Dylewsky Daniel, Kaiser Eurika, Brunton Steven L, Kutz J Nathan
Department of Physics, University of Washington, Seattle, Washington 98195, USA.
Department of Mechanical Engineering, University of Washington, Seattle, Washington 98195, USA.
Phys Rev E. 2022 Jan;105(1-2):015312. doi: 10.1103/PhysRevE.105.015312.
Delay embeddings of time series data have emerged as a promising coordinate basis for data-driven estimation of the Koopman operator, which seeks a linear representation for observed nonlinear dynamics. Recent work has demonstrated the efficacy of dynamic mode decomposition (DMD) for obtaining finite-dimensional Koopman approximations in delay coordinates. In this paper we demonstrate how nonlinear dynamics with sparse Fourier spectra can be (i) represented by a superposition of principal component trajectories and (ii) modeled by DMD in this coordinate space. For continuous or mixed (discrete and continuous) spectra, DMD can be augmented with an external forcing term. We present a method for learning linear control models in delay coordinates while simultaneously discovering the corresponding exogenous forcing signal in a fully unsupervised manner. This extends the existing DMD with control (DMDc) algorithm to cases where a control signal is not known a priori. We provide examples to validate the learned forcing against a known ground truth and illustrate their statistical similarity. Finally, we offer a demonstration of this method applied to real-world power grid load data to show its utility for diagnostics and interpretation on systems in which somewhat periodic behavior is strongly forced by unknown and unmeasurable environmental variables.
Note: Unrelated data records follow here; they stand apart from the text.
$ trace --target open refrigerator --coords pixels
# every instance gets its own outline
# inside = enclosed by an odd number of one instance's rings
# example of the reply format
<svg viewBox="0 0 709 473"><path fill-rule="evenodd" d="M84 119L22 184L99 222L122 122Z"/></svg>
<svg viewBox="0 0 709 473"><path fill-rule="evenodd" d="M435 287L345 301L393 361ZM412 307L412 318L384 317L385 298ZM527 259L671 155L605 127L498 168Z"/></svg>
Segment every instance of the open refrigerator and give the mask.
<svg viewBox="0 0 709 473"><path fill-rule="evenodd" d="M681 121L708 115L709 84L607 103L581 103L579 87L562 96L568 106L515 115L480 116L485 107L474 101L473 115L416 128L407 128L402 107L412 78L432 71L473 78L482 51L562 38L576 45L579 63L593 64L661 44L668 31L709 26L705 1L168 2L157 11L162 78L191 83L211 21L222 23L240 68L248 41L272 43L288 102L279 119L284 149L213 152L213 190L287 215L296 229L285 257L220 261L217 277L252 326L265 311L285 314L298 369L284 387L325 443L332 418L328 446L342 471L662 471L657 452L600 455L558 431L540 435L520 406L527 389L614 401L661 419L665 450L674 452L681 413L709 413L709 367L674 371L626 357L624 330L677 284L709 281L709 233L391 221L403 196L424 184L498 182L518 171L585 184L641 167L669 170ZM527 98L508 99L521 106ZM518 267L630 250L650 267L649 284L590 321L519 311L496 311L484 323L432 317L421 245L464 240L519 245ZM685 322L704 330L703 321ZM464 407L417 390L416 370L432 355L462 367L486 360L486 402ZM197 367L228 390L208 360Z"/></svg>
时间序列数据的延迟嵌入已成为一种很有前景的坐标基础,用于数据驱动的柯普曼算子估计,该算子寻求观测到的非线性动力学的线性表示。最近的工作证明了动态模态分解(DMD)在延迟坐标中获得有限维柯普曼近似的有效性。在本文中,我们展示了具有稀疏傅里叶谱的非线性动力学如何能够(i)由主成分轨迹的叠加来表示,以及(ii)在该坐标空间中由DMD进行建模。对于连续或混合(离散和连续)谱,DMD可以通过一个外部强迫项进行扩充。我们提出了一种在延迟坐标中学习线性控制模型的方法,同时以完全无监督的方式发现相应的外生强迫信号。这将现有的带控制的DMD(DMDc)算法扩展到了事先不知道控制信号的情况。我们提供了一些例子,以针对已知的真实情况验证所学习的强迫,并说明它们的统计相似性。最后,我们展示了将该方法应用于实际电网负荷数据的情况,以显示其在对由未知且不可测量环境变量强烈强迫呈现某种周期性行为的系统进行诊断和解释方面的实用性。